Chapter XLIII.
Celsus next addresses to us the following remark: “You will not, I suppose, say of him, that, after failing to gain over those who were in this world, he went to Hades to gain over those who were there.” But whether he like it or not, we assert that not only while Jesus was in the body did He win over not a few persons merely, but so great a number, that a conspiracy was formed against Him on account of the multitude of His followers; but also, that when He became a soul, without the covering of the body, He dwelt among those souls which were without bodily covering, converting such of them as were willing to Himself, or those whom He saw, for reasons known to Him alone, to be better adapted to such a course.243 [See Dean Plumptre’s The Spirits in Prison: Studies on the Life after Death, p. 85. S.]

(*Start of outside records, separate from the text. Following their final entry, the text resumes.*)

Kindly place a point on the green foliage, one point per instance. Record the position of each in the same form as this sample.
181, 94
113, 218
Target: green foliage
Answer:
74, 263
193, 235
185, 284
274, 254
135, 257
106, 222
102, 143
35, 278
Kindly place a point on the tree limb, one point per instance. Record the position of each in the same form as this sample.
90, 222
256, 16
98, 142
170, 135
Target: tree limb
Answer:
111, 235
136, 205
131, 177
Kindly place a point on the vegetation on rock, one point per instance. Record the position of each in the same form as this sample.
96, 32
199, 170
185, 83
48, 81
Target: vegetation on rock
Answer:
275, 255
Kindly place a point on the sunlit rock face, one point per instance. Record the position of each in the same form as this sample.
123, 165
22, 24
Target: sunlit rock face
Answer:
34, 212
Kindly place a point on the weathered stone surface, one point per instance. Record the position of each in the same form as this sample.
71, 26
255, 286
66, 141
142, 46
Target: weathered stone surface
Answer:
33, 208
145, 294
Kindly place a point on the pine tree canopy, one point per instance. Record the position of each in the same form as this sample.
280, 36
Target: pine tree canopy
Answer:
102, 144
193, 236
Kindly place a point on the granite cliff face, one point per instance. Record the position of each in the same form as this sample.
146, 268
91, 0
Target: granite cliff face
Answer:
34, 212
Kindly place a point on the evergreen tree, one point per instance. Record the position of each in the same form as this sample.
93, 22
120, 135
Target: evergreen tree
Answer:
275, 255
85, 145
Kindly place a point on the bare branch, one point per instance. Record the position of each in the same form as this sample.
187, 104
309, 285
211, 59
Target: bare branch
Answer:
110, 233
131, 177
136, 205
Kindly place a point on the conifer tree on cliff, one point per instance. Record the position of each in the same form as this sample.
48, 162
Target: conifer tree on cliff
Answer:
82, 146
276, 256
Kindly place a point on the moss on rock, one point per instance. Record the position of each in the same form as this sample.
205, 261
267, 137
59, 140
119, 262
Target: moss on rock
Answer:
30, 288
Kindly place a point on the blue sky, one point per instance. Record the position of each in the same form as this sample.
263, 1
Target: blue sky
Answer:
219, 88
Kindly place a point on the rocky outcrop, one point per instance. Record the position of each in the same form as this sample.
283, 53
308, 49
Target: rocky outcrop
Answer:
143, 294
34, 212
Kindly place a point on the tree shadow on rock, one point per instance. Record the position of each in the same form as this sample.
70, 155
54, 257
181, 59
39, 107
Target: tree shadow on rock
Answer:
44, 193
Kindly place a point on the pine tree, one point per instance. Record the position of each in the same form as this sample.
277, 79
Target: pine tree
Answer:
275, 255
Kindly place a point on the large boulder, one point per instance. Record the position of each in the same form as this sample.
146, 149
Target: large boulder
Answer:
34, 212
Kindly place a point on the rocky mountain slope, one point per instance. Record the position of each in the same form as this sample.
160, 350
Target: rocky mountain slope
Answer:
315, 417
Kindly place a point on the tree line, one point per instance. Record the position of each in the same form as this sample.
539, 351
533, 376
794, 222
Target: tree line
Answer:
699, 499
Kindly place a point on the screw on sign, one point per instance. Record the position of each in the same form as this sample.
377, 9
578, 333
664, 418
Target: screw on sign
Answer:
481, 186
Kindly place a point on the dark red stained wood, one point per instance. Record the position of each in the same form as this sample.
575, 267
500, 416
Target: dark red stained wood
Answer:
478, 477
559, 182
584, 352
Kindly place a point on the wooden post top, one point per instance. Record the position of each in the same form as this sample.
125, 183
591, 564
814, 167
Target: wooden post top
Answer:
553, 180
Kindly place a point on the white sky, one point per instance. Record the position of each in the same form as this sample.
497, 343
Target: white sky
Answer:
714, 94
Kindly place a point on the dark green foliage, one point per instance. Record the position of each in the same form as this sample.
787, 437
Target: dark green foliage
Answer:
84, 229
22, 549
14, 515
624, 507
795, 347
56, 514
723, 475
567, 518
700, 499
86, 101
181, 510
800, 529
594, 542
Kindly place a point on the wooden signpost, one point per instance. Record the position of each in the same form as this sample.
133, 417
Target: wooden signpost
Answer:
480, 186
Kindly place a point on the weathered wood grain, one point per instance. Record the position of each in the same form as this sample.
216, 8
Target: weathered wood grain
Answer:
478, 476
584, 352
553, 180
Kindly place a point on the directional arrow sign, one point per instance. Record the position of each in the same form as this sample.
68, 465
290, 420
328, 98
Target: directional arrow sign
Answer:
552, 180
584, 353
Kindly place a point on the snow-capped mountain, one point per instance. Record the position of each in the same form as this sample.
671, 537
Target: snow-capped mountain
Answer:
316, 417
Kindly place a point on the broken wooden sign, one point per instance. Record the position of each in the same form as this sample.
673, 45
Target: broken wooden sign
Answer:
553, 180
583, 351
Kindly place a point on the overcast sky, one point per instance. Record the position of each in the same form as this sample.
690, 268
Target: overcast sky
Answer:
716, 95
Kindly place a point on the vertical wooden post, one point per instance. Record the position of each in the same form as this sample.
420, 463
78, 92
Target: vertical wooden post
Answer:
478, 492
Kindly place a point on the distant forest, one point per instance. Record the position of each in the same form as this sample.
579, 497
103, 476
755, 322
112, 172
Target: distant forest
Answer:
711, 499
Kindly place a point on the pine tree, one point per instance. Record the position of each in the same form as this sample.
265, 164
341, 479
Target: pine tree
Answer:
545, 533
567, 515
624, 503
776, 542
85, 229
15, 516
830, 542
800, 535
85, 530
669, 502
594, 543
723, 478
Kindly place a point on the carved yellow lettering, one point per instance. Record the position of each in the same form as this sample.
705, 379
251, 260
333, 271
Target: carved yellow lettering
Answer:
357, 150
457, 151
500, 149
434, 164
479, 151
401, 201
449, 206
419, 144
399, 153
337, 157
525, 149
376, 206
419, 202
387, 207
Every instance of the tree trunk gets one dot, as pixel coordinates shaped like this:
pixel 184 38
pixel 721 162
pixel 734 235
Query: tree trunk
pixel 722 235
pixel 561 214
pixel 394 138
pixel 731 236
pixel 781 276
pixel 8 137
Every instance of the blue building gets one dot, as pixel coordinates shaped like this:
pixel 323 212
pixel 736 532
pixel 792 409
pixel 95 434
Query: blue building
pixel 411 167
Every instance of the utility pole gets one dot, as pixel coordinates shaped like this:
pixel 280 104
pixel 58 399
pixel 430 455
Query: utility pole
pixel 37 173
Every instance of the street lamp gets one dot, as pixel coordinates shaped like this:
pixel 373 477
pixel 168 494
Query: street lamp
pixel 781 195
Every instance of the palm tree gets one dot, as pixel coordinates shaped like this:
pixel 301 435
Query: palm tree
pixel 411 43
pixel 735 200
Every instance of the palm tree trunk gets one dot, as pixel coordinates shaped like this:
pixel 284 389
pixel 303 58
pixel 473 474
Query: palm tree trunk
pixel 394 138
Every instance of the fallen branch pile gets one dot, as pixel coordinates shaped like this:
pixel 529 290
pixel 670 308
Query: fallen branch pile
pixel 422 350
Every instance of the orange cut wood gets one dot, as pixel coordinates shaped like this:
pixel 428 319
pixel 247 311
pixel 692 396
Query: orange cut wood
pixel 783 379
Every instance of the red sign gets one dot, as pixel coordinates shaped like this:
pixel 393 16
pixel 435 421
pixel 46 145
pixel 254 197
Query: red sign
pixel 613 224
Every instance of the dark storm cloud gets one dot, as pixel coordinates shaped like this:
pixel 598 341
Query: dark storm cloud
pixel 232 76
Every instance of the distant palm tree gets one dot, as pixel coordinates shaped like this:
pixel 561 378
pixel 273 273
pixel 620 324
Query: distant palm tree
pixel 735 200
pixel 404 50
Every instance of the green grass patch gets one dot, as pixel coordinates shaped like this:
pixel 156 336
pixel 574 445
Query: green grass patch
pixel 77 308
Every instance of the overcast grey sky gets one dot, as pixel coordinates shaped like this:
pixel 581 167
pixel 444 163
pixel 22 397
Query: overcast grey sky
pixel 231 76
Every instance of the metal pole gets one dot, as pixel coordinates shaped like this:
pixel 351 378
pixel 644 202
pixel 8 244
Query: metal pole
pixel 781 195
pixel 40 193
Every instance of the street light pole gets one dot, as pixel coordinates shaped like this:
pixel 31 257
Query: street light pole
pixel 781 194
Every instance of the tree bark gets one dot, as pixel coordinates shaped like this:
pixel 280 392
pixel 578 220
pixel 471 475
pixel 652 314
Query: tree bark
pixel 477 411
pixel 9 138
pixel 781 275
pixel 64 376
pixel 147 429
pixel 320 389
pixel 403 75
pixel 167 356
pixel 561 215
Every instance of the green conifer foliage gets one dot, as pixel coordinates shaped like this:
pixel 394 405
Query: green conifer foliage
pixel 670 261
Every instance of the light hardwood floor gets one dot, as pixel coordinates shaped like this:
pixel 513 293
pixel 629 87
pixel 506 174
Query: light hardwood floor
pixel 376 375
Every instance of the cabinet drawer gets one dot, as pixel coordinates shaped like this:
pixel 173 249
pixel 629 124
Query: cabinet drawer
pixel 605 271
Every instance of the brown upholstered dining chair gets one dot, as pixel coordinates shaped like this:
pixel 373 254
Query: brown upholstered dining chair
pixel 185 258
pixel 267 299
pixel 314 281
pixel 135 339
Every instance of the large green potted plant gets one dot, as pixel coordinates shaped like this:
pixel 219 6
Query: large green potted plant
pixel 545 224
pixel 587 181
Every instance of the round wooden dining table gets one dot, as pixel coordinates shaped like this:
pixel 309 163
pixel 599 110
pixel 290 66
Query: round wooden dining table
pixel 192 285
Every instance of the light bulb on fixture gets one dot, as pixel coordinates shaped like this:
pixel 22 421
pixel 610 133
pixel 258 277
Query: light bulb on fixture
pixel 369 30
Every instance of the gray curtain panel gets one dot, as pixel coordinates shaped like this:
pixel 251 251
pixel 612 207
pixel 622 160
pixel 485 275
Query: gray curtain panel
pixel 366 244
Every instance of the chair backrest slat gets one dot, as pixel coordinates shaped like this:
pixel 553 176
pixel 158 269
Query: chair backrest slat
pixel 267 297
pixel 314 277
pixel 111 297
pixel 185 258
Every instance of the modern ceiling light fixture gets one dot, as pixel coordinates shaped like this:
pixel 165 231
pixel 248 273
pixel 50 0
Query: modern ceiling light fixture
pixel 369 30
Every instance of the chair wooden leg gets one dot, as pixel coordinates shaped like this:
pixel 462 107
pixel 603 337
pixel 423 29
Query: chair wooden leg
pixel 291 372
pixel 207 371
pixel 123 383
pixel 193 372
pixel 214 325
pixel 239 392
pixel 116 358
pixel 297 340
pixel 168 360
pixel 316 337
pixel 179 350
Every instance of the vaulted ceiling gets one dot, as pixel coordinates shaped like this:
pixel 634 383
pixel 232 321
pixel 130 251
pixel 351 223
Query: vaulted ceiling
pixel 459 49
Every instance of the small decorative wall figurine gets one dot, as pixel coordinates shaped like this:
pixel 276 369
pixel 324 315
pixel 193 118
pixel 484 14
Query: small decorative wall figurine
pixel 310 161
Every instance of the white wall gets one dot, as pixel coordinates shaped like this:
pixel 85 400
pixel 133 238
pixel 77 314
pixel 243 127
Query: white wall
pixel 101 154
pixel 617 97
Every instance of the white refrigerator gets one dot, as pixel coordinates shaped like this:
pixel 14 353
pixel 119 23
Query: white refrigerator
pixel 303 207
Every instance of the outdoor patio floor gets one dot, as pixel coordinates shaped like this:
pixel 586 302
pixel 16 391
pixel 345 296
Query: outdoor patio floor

Μετὰ δὲ ταῦτα λέγει πρὸς ἡμᾶς ὅτι οὐ δή που φήσετε περὶ αὐτοῦ ὅτι μὴ πείσας τοὺς ὧδε ὄντας ἐστέλλετο εἰς ᾅδου πείσων τοὺς ἐκεῖ. Κἂν μὴ βούληται οὖν, τοῦτό φαμεν, ὅτι καὶ ἐν σώματι ὢν οὐκ ὀλίγους ἔπεισεν ἀλλὰ τοσούτους, ὡς διὰ τὸ πλῆθος τῶν πειθομένων ἐπιβουλευθῆναι αὐτόν, καὶ γυμνὴ σώματος γενόμενος ψυχὴ ταῖς γυμναῖς σωμάτων ὡμίλει ψυχαῖς, ἐπιστρέφων κἀκείνων τὰς βουλο μένας πρὸς αὐτὸν ἢ ἃς ἑώρα δι' οὓς ᾔδει αὐτὸς λόγους ἐπιτηδειοτέρας.